Black River Road is an intriguing piece of social history that has a few surprising things to tell us about life, love and crime in 19th-century New Brunswick. Unfortunately, the book’s Ontario-born author, Debra Komar, an accomplished forensic anthropologist and former UN human rights investigator, has burdened it with an argument about the case’s contemporary significance that is, at best, underdeveloped.

The book focuses on the tale of an upper-class seducer and murderer, John Munroe, and the young, impoverished woman he victimized and murdered, Maggie Vail. The son of the assistant fire chief of Saint John, N.B., Munroe was, while still in his 20s, a successful architect, married with two children, residing in a fashionable neighbourhood.

In 1865, he began to court the 20-year-old Vail. While her older sister Phileanor disapproved of the relationship, she allowed the two to meet at her home over the next two years. The romance began to sour in early 1868 when Maggie gave birth to a daughter, Ella, and registered Munroe as the child’s father. Surprisingly, no scandal appears to have arisen, although Munroe declined to provide ongoing child support.

To survive, Maggie sold her recently deceased father’s house and set out in pursuit of Munroe, living in a string of often unfriendly boarding houses and hotels.

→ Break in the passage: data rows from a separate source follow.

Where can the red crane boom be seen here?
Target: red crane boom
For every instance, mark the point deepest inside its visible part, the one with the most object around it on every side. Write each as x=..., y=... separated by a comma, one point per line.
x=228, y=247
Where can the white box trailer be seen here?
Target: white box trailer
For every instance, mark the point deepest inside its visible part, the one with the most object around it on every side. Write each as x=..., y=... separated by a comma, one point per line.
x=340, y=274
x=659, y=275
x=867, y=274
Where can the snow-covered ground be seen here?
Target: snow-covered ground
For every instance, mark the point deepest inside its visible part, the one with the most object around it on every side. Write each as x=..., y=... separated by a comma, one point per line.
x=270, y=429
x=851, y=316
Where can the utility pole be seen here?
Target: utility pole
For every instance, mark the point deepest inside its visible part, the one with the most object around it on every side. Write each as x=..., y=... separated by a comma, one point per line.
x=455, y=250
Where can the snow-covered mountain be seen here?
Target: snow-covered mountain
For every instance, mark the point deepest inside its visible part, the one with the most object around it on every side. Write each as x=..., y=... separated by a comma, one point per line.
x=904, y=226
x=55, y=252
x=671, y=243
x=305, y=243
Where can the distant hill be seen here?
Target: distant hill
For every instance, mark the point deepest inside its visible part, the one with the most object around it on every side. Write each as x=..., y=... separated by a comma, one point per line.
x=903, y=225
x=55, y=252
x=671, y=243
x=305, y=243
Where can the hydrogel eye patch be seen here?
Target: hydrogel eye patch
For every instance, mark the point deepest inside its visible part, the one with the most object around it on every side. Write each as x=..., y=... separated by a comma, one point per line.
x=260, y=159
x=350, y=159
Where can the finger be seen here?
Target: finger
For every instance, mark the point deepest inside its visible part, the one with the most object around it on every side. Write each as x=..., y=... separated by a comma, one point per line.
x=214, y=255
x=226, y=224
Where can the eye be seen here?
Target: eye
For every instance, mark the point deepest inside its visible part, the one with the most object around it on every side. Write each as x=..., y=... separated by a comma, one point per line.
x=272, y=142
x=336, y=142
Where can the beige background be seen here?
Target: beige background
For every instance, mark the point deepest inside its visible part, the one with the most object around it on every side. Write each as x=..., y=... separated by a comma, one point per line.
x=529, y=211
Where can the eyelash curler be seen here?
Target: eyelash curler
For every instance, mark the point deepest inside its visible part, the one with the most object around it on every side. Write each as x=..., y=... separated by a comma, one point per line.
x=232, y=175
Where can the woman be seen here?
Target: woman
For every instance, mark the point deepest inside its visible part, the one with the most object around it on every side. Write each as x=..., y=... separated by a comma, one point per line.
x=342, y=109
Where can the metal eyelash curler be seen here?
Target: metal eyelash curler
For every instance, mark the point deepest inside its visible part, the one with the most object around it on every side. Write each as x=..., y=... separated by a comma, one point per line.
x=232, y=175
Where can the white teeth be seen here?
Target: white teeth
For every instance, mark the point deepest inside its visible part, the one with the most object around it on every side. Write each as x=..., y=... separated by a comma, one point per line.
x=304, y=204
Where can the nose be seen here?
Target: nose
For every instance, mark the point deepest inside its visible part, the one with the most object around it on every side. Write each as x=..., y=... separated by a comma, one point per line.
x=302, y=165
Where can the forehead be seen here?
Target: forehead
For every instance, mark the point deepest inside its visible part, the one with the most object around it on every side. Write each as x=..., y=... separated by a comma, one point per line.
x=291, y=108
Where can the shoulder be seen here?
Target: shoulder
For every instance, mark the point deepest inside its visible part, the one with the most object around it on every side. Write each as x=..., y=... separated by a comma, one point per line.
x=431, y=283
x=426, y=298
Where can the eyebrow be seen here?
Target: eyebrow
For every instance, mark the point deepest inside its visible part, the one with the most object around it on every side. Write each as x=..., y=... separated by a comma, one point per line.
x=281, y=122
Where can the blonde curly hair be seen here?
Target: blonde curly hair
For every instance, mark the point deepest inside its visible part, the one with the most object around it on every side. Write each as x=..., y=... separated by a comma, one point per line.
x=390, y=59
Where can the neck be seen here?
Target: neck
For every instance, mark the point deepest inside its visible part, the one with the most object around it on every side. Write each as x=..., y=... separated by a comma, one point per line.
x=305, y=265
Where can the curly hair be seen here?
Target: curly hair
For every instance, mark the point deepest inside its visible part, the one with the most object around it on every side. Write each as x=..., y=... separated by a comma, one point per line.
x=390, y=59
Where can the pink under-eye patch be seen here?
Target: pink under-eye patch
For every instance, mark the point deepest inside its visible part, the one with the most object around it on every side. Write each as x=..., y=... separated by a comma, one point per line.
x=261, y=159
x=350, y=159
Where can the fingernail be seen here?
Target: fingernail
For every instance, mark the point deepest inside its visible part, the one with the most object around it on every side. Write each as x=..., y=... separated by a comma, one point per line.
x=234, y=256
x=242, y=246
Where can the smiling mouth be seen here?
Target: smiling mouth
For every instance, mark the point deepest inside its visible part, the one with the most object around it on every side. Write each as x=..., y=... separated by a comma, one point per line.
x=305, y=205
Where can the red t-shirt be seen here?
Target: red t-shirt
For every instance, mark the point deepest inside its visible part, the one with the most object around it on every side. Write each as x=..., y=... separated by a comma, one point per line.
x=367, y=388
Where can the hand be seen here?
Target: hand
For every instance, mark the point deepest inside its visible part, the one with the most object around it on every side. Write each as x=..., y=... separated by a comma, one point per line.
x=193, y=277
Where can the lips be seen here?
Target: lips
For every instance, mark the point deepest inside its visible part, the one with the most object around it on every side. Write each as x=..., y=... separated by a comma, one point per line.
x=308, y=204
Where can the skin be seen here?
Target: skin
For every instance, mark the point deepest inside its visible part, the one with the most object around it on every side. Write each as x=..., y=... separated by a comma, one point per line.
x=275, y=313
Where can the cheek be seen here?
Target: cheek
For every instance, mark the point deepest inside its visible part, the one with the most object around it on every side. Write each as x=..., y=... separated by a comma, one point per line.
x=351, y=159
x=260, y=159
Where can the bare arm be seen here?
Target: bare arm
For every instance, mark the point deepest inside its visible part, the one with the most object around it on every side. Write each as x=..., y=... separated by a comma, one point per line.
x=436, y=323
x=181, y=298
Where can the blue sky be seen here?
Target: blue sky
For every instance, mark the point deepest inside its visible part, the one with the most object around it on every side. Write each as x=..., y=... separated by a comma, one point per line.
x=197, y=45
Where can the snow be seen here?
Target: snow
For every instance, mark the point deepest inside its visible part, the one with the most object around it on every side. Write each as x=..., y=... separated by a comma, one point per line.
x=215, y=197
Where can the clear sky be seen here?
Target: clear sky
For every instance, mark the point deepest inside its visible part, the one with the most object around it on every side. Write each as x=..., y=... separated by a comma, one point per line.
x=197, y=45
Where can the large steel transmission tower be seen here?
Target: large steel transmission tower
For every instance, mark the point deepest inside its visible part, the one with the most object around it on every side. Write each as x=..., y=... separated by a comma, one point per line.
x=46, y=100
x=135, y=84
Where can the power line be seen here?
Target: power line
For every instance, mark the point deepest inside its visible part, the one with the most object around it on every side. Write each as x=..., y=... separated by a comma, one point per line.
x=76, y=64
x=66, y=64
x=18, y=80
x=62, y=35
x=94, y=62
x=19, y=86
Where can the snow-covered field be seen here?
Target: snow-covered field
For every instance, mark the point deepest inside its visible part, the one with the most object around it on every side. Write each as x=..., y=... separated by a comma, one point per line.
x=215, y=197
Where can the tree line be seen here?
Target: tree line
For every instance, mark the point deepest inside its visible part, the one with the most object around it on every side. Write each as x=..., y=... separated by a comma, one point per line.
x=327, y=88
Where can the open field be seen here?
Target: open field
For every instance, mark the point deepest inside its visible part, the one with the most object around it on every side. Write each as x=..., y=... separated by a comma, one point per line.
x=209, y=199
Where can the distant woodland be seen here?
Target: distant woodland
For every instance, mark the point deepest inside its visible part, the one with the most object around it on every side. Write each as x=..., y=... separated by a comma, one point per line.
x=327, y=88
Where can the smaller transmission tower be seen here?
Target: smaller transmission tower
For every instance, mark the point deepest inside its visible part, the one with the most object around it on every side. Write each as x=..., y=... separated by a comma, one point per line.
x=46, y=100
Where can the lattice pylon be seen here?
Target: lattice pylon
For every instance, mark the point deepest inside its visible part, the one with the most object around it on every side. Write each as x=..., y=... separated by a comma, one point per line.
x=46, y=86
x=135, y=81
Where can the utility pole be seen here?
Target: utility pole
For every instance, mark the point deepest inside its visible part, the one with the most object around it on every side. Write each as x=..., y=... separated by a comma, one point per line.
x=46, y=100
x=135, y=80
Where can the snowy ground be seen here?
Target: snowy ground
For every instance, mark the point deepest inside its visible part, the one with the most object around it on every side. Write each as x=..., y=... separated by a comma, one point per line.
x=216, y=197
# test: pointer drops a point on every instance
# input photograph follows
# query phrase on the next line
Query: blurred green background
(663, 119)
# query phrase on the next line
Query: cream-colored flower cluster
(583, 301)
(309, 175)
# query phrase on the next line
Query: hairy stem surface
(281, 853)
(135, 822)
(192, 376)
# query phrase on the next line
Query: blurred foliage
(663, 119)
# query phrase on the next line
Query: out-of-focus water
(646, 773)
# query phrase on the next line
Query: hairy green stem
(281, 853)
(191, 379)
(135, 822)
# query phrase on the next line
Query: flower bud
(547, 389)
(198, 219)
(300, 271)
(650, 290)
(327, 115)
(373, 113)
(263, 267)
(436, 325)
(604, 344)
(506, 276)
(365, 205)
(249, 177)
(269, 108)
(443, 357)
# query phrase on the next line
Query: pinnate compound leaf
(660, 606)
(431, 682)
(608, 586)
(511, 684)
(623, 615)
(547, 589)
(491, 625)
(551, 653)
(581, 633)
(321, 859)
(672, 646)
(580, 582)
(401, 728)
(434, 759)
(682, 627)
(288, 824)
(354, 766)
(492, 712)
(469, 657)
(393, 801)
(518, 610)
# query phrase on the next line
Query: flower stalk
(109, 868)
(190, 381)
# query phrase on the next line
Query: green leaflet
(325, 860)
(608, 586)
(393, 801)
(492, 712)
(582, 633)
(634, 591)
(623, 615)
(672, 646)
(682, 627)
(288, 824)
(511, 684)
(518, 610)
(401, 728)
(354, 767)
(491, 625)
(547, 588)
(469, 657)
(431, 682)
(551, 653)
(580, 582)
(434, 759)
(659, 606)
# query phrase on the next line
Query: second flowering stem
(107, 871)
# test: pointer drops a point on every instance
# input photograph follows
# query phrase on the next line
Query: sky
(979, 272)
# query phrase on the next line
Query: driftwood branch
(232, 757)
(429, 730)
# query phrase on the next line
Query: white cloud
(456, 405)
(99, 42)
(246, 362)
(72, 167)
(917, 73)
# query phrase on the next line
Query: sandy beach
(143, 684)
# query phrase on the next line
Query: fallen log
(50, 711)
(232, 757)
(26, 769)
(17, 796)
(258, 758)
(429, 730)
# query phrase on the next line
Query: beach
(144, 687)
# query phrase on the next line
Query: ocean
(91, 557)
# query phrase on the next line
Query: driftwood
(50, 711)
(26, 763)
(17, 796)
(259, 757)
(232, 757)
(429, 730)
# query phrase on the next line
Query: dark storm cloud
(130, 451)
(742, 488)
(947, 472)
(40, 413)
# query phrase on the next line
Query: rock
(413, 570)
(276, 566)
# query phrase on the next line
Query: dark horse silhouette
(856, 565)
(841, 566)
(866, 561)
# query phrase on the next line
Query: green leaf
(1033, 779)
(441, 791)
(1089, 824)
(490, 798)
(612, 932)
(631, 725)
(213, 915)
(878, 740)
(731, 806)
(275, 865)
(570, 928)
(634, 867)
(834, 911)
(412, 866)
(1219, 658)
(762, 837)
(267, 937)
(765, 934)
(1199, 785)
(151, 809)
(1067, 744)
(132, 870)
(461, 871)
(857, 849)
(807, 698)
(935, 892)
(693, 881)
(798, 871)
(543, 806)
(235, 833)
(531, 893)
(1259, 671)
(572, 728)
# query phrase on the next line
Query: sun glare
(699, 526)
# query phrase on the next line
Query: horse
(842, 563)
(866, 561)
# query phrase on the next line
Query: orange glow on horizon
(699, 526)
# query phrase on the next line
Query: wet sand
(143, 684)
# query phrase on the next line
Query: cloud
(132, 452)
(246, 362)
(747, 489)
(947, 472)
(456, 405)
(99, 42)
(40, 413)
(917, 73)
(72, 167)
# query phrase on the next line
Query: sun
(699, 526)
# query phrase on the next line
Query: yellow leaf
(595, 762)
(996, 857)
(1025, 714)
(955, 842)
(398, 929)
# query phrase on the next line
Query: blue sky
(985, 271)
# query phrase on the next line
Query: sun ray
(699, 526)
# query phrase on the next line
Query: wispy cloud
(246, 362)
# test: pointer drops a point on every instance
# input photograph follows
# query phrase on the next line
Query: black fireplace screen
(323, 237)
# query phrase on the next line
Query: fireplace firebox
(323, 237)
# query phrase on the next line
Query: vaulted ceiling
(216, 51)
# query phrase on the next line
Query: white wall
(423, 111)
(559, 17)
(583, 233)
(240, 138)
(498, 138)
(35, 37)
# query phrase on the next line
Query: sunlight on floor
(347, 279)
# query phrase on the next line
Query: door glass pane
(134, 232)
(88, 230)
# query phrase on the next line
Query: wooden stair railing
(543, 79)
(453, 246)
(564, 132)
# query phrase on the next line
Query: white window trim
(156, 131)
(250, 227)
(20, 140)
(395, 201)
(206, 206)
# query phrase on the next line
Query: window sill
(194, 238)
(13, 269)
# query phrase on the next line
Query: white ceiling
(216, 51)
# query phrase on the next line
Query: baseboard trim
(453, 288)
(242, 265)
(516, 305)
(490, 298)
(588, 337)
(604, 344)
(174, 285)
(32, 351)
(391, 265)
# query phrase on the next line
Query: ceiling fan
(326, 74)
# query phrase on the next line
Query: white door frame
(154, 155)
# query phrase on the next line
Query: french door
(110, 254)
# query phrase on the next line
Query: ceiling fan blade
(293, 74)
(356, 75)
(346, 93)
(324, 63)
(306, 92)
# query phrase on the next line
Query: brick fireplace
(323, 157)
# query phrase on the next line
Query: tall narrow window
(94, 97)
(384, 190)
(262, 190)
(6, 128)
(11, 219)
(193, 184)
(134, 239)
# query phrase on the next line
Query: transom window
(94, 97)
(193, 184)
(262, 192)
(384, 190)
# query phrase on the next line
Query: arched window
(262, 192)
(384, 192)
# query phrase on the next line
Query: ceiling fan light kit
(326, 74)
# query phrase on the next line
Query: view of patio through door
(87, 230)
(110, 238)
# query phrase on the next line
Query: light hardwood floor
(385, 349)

In the fall of 1868, Munroe hired a coach and driver to take him, Maggie and Ella down Black River Road in the New Brunswick countryside. In mid-journey, Munroe ordered the driver to drop him and the two passengers off near a spot known as Willow Grove. The driver was to return to a local tavern and wait for them. A short while later Munroe showed up at the tavern, announced the other passengers were staying with friends and had the driver take him back to Saint John.

A year later, the remains of a woman and infant child were found at Willow Grove. There was a bullet hole in the woman’s skull and an effort had been made to hide the bodies.

Maggie and her daughter had not been seen during the previous year. Much to the apparent surprise of the Saint John establishment, Munroe was charged with Maggie’s murder. He acknowledged the relationship, but said that when he took her into the woods he had been delivering her to her fiancé, with whom she planned to travel to the United States.

Komar writes that the Munroe trial was “arguably” the first case in Canada where the accused’s lawyer undertook an active defence of his client, and the first to make use of character witnesses to do so. To this end, more than 30 witnesses were brought forward to testify that Munroe could not have committed murder. More fool they — after Munroe was convicted and prior to his execution, he wrote a full confession.

Komar is in full control of the story — and candid about those mysteries that remain unknown — and tells it with assurance and clarity. It is a small tragedy aptly told.

But her efforts to draw out contemporary lessons in relation to questions of legal theory (“Is every person capable of murder?”) and legal practice (“Does character evidence have a place in court?”) feel strained. In arguing the first point, she suggests Victorian social and religious thinking held that men such as Munroe were “congenitally good.” While there is evidence many found it difficult to believe a man of his social standing could commit murder, the jurors appear to have had little difficulty overcoming any social biases and reaching a guilty verdict.

Nor did religious thinking of the day hold that man was good. Munroe was raised in the Methodist church, whose members regularly confessed their sins with a prayer that ended “there is no health in me.”

On the book’s final page, Komar writes that it is time to remove character evidence from criminal trials, where she says it serves as a “source of bias, misdirection and emotional bearbaiting.”

This may well be the case, but the book under consideration is a poor platform for launching such an argument.

Doug Smith is a Winnipeg writer and author of two Manitoba true crime books: As Many Liars: The Story of the 1995 Manitoba Vote-Splitting Scandal; and How to Tax a Billionaire: Project Loophole Case and the Campaign for Tax Fairness.